The computational model is implemented in C++ as an agent‑based simulation (ABM) that embeds the same ODE dynamics at the cellular level within a spatial network representing tissue architecture. Each cell is an agent (node) possessing its own R and A concentrations, while edges model intercellular signaling and diffusion of oxidative stress. The network topology evolves according to the “network theory of aging”: as chronological age advances, edge weights weaken, and damaged nodes increase the probability of transmitting stress signals to neighbors. Additional parameters capture age‑dependent declines in antioxidant enzyme activity, mitochondrial damage accumulation, and a cell‑death threshold. Simulations of a whole‑organism or organ (e.g., retinal tissue) demonstrate how localized ROS bursts can propagate through weakened connections, leading to systemic oxidative collapse. The model quantifies a critical connectivity density below which the tissue network fragments and ROS levels exceed a global threshold, providing a mechanistic link between cellular aging and organ‑level vulnerability. Importantly, the ABM allows virtual experiments such as targeted antioxidant supplementation in specific regions, revealing that localized boosts can dramatically improve overall network resilience.

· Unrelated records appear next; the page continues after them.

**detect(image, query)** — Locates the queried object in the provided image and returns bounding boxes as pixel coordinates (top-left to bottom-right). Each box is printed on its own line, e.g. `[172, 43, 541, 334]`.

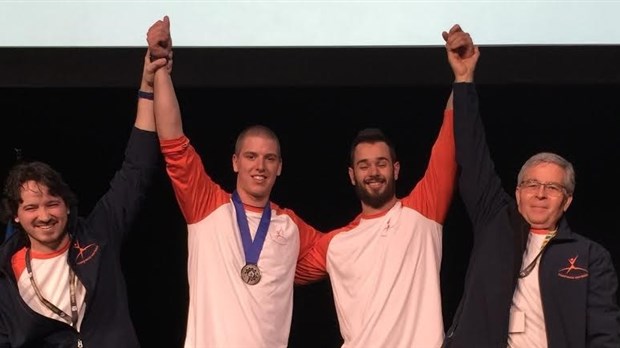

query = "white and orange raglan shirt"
[300, 109, 457, 348]
[161, 136, 320, 348]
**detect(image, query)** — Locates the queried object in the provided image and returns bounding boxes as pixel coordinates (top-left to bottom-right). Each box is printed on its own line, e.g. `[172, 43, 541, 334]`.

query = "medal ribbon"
[519, 230, 557, 278]
[26, 248, 79, 328]
[232, 190, 271, 265]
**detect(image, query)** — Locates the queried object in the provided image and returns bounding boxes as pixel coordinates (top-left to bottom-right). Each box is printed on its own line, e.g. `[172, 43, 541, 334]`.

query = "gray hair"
[517, 152, 575, 195]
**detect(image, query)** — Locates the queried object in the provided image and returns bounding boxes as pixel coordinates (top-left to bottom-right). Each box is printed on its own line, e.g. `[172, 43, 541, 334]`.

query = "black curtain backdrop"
[0, 50, 620, 348]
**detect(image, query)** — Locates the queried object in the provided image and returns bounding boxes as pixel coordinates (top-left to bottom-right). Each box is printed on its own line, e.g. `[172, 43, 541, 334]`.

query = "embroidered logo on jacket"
[73, 242, 99, 265]
[558, 255, 588, 279]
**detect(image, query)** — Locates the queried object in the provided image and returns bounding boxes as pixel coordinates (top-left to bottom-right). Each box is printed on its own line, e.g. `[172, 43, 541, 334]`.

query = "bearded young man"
[296, 25, 473, 348]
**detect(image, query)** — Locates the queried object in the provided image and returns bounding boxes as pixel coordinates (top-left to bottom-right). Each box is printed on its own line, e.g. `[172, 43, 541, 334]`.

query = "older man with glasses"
[444, 26, 620, 348]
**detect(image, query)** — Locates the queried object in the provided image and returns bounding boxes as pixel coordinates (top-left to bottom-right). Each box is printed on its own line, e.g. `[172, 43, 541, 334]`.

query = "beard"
[355, 176, 396, 209]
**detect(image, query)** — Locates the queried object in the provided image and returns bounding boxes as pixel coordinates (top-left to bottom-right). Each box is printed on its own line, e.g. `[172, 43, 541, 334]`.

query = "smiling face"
[15, 180, 69, 252]
[515, 163, 573, 230]
[232, 133, 282, 207]
[349, 142, 400, 214]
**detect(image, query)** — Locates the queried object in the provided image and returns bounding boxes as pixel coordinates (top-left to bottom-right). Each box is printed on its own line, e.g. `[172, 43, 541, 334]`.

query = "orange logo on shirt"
[73, 242, 99, 265]
[558, 255, 588, 279]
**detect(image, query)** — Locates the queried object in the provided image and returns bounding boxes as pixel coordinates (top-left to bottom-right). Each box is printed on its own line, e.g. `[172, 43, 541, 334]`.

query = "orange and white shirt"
[161, 136, 319, 348]
[298, 110, 456, 348]
[11, 243, 86, 331]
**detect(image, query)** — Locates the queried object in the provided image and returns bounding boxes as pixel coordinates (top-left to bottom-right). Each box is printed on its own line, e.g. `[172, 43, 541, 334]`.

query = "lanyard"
[26, 248, 78, 328]
[232, 190, 271, 285]
[519, 230, 557, 278]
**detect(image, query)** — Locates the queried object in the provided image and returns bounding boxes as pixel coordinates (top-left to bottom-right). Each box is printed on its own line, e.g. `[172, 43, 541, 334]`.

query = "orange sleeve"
[402, 109, 457, 224]
[160, 136, 230, 224]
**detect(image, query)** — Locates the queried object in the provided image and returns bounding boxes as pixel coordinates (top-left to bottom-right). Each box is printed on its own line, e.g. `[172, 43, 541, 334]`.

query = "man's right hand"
[146, 16, 172, 61]
[441, 24, 480, 82]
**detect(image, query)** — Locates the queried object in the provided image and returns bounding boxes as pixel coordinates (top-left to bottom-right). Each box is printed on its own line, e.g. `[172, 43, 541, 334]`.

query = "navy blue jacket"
[444, 83, 620, 348]
[0, 127, 160, 348]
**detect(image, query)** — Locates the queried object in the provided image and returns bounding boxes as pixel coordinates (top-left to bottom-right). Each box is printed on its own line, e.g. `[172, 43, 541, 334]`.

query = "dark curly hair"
[1, 161, 77, 223]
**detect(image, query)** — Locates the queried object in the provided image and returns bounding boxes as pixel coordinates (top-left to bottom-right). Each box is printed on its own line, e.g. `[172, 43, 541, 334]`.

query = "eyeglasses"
[519, 180, 566, 197]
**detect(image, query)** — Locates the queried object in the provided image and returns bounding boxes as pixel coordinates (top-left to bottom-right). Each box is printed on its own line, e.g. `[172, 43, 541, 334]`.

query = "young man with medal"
[0, 23, 171, 348]
[148, 17, 320, 348]
[444, 25, 620, 348]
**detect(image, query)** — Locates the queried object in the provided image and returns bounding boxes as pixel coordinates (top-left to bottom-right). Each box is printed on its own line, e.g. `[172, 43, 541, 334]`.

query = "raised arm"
[147, 16, 183, 140]
[147, 16, 229, 223]
[88, 43, 166, 245]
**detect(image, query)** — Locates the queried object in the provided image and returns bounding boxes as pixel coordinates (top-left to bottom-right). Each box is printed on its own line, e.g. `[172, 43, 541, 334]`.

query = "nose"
[38, 207, 52, 221]
[256, 159, 265, 171]
[536, 185, 547, 197]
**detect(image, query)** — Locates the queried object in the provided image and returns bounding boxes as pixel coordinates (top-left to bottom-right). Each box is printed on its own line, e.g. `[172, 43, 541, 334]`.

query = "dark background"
[0, 46, 620, 347]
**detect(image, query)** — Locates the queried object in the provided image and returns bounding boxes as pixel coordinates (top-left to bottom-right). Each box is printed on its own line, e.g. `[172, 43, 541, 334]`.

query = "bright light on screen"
[0, 0, 620, 47]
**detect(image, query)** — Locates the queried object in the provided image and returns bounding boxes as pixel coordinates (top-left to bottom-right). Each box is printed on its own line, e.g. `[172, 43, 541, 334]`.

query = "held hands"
[146, 16, 172, 60]
[441, 24, 480, 82]
[140, 16, 173, 92]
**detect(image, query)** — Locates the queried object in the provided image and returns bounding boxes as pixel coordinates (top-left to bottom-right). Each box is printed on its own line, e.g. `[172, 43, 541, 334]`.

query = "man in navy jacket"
[444, 25, 620, 348]
[0, 23, 172, 348]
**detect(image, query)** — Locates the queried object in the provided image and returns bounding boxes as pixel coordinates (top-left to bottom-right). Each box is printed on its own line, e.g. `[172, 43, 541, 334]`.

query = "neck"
[237, 190, 269, 209]
[30, 233, 69, 254]
[362, 197, 398, 215]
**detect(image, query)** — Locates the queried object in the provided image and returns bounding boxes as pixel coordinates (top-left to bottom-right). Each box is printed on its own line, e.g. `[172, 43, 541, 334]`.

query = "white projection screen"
[0, 0, 620, 88]
[0, 0, 620, 47]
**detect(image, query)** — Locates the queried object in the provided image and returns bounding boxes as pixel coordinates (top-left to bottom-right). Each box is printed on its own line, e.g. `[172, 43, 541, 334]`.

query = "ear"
[276, 161, 282, 176]
[562, 195, 573, 213]
[349, 167, 355, 186]
[232, 154, 239, 173]
[394, 161, 400, 180]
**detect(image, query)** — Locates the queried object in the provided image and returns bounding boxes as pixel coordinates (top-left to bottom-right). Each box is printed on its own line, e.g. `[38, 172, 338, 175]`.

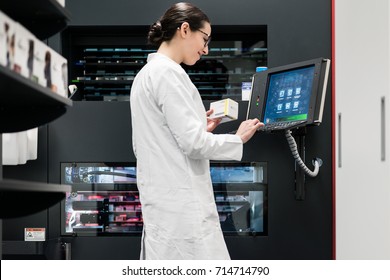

By juxtaposing the two approaches, the authors illustrate complementary strengths: the mathematical model excels at precise parameter estimation and direct comparison with bench data, while the computational model captures spatial heterogeneity, network degradation, and emergent tissue‑scale dynamics that are inaccessible to purely analytical methods. Together they form a unified platform for hypothesis testing, enabling in silico trials of antioxidant dosing schedules, enzyme‑enhancing drugs, or lifestyle interventions before costly in vivo studies.

The discussion emphasizes that these quantitative tools move oxidative‑stress research beyond static, linear narratives toward a dynamic systems perspective. The authors propose future extensions, including multi‑scale modeling (cell‑tissue‑organ), integration of omics datasets (transcriptomics, metabolomics) for personalized parameterization, and machine‑learning‑driven optimization of therapeutic protocols. Ultimately, the work demonstrates that mathematically and computationally rigorous models can both validate existing experimental observations and generate novel, testable predictions for combating oxidative damage in epithelial cells and beyond.